The 27th Japan National Pool Lifesaving Pool Championships SERC Report

水難事故発生
安全・迅速・確実にレスキューせよ!


LSweb5月17〜18日、神奈川県横浜市の横浜国際プールで、46チーム、632人が参加した第27回全日本ライフセービング・プール競技選手権大会が開催された。

2日間にわたって行われた大会の中で、最もライフセービングらしい競技といわれるのが、会場に水難事故現場を再現し、選手の救助能力を採点するSERC(シミューレーテッド・エマージェンシー・レスポンス競技)だ。

今回の会場設定や内容をSERC担当委員の内田直人さんの解説を交えながら考察していこう。
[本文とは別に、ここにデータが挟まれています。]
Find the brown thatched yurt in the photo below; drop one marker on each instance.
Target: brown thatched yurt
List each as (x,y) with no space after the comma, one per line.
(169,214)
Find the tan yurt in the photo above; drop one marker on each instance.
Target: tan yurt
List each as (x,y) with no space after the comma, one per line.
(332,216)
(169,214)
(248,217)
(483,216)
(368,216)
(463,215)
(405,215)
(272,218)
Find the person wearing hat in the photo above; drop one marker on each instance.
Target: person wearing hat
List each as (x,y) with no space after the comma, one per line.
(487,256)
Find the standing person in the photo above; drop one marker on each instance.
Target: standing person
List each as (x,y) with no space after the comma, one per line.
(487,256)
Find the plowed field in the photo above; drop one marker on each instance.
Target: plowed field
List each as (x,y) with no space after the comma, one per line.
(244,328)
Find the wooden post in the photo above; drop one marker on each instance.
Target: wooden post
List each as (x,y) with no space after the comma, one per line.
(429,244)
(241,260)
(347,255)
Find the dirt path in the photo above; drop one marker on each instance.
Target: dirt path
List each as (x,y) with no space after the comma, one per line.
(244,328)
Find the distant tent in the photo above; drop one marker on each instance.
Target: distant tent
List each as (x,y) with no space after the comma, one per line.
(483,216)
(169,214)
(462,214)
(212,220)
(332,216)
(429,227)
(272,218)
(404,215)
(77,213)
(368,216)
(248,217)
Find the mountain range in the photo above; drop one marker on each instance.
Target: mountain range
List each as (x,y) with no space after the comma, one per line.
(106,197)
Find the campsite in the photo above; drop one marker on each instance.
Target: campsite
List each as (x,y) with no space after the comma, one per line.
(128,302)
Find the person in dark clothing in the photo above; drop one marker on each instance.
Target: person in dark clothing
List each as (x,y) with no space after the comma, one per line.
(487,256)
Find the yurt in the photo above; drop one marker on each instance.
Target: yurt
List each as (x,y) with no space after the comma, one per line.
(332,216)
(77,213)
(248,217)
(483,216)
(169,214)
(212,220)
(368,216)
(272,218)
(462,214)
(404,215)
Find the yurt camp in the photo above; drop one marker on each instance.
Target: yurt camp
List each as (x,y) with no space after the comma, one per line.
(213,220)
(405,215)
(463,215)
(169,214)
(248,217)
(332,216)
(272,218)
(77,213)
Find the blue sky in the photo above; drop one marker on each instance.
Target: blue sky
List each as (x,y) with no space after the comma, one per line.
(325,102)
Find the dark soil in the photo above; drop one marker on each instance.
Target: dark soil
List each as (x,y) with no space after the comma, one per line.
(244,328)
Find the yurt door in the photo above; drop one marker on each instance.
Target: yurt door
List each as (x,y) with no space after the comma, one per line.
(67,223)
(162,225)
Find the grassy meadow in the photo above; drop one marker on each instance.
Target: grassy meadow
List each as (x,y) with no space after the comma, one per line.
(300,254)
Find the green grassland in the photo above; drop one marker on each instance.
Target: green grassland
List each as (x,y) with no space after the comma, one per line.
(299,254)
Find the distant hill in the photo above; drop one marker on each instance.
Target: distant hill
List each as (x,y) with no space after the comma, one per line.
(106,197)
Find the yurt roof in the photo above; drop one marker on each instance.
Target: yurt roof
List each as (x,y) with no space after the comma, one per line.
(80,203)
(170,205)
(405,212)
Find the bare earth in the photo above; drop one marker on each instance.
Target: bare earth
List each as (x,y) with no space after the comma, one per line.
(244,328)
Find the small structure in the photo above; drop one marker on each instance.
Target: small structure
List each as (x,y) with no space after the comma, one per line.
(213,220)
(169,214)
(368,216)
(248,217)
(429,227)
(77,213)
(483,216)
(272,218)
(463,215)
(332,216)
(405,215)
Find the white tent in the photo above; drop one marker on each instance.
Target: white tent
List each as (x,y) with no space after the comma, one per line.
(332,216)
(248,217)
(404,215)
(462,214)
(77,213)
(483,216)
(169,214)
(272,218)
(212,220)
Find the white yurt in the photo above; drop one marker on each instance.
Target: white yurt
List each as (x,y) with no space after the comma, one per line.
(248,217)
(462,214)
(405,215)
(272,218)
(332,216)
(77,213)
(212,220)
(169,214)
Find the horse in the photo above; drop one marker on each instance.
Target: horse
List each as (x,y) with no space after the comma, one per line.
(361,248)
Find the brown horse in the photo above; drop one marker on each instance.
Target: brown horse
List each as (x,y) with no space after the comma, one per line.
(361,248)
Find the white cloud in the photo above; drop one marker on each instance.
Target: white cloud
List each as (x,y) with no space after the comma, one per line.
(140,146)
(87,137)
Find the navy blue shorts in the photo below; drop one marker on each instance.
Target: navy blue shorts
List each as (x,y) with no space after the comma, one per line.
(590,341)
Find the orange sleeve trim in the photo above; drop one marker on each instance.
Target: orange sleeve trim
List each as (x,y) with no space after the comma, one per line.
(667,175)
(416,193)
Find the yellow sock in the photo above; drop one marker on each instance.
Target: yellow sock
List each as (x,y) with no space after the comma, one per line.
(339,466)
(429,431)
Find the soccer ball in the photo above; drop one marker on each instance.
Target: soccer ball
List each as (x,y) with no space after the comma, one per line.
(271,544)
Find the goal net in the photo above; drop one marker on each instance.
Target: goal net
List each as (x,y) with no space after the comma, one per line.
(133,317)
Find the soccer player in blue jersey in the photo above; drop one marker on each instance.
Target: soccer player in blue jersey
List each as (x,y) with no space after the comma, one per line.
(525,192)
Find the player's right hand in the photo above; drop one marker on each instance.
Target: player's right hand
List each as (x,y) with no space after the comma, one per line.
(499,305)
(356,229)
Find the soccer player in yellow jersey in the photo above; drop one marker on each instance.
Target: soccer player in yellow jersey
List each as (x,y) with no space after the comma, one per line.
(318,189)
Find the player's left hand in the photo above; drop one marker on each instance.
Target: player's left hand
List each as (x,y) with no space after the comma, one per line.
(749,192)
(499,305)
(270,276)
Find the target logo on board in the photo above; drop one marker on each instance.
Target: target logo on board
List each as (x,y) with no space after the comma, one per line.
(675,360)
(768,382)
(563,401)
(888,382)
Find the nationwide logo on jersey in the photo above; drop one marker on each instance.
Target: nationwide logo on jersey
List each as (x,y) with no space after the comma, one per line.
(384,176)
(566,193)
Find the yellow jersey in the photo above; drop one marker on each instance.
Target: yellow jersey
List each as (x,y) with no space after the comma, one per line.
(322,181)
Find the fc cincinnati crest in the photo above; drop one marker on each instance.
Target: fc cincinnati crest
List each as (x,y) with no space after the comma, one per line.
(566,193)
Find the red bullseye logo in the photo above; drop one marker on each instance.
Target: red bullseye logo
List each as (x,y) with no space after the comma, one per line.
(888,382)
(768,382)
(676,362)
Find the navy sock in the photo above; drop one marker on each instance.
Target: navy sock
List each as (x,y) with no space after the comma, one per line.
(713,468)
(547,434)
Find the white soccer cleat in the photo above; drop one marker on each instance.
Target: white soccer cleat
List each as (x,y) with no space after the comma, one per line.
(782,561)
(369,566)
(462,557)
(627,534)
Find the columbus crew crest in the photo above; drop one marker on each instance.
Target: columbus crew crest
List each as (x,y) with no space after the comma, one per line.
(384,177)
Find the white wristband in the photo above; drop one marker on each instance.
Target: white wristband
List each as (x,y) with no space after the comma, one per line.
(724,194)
また、上位3チームの映像も載せてみたので、こちらも参照していただきたい。

文・写真=LSweb編集室





難しかった今年のSERC

LSweb 今年のSERCは、〝神奈川県内にある防波堤と岩場に囲まれた、とある海水浴場で複数の事故が発生した〟という状況で行われた。

 海水浴場は遊泳区域と遊泳区域外に分かれており、陸上には警護本部が置かれている。警護本部には連絡係のライフセーバーが待機しているが、救助業務などは行わない設定だ(資料1参照)。

 重溺者から連絡係のライフセーバーまで、対応しなければならない演技者(マネキン含む)は12人(資料2参照)。この12人に、90秒という限られた時間でどう対処するかが、採点の分かれ道となった。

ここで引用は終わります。